Als wär’s ein Stück von mir

Patiententag, Tag der offenen Tür am Universitätsklinikum Tübingen (UKT)

Unter dem Titel mit jahrelanger Tradition öffnete das Transplantationszentrum des UKT am 23. März 2014 seine Tore und bot ein Vortragsprogramm, das verschiedene Themen rund um die Organspende und -transplantation umfasste und sehr gut besucht war. Ergänzt wurde das Vortragsprogramm durch zahlreiche Informationsstände (einschließlich unserem eigenen) und reichlich dargebotene Snacks. In seinem Tätigkeitsbericht zur Eröffnung der Veranstaltung beklagte Professor Dr. Königsrainer den weiteren Rückgang der Organspenderzahlen in Deutschland im Jahre 2013 und die wenig ermutigenden Aussichten für 2014; das verlorene Vertrauen in die Transplantationsmedizin (ausgelöst durch den Skandal in Göttingen im Jahr 2012 und weitere negative Vorkommnisse, die prominent in den Medien behandelt wurden) sei noch nicht wieder hergestellt und es bestünden Ängste in der Bevölkerung.
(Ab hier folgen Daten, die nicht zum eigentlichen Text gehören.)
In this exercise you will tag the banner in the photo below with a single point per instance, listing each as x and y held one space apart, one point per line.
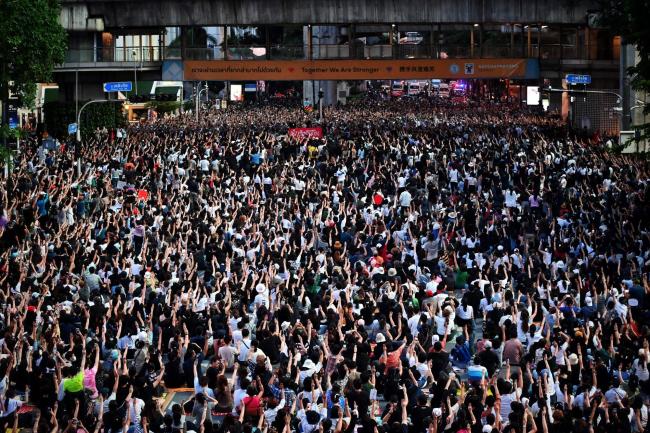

Dennoch hatte er Erfreuliches von Tübingen zu berichten, wo man Zwei-Jahres-Überlebensraten nach Ltx von >90 Prozent erzielt (im Vergleich zu 60 Prozent im Durschnitt der anderen Zentren). In Tübingen werde stark ergebnisorientiert und interdisziplinär gearbeitet. Man betrachte schlechte Ergebnisse als eine Verschwendung knapper Organe. Professor Königsrainer feiert dieses Jahr sein zehnjähriges Jubiläum in Tübingen, und das Zentrum hat unter seiner Gesamtleitung im letzten Jahr das 1000. Organ transplantiert. Ähnlich positiv war der Bericht von PD Dr. Nadalin, dem leitenden Oberarzt des Tx-Zentrums. Auch er hob zwar den beklagenswerten Zustand der Organspende mit älter werdenden Spendern und abnehmender Organqualität hervor sowie das zunehmende Sterberisiko aufgrund langer Wartezeiten. Dennoch sähe Tübingen im Vergleich zu anderen Zentren gut aus (z.B. Mortalität auf der Ltx-Warteliste 13-14 Prozent im Vergleich zum deutschen Durchschnitt von 23 Prozent). Abhilfe sei zu schaffen durch verstärkte Werbung für Organspende und Lebendspende; bei Nieren würden am UKT 20-40 Prozent Lebendspenden erzielt, bei Lebern knapp zehn Prozent, vorwiegend zugunsten von Kindern. Bei Lebern müsse auch verstärkt auf Split Liver zurückgegriffen werden. Der Schlüssel zum Erfolg liege in der akkuraten Spenderselektion, wobei 85 Prozent der Spendewilligen als ungeeignet auszuschließen seien).

 

Christine Held,Doina Popa undHermann Fraas amInfostand vonLebrtransplantierteDeutschland e.V.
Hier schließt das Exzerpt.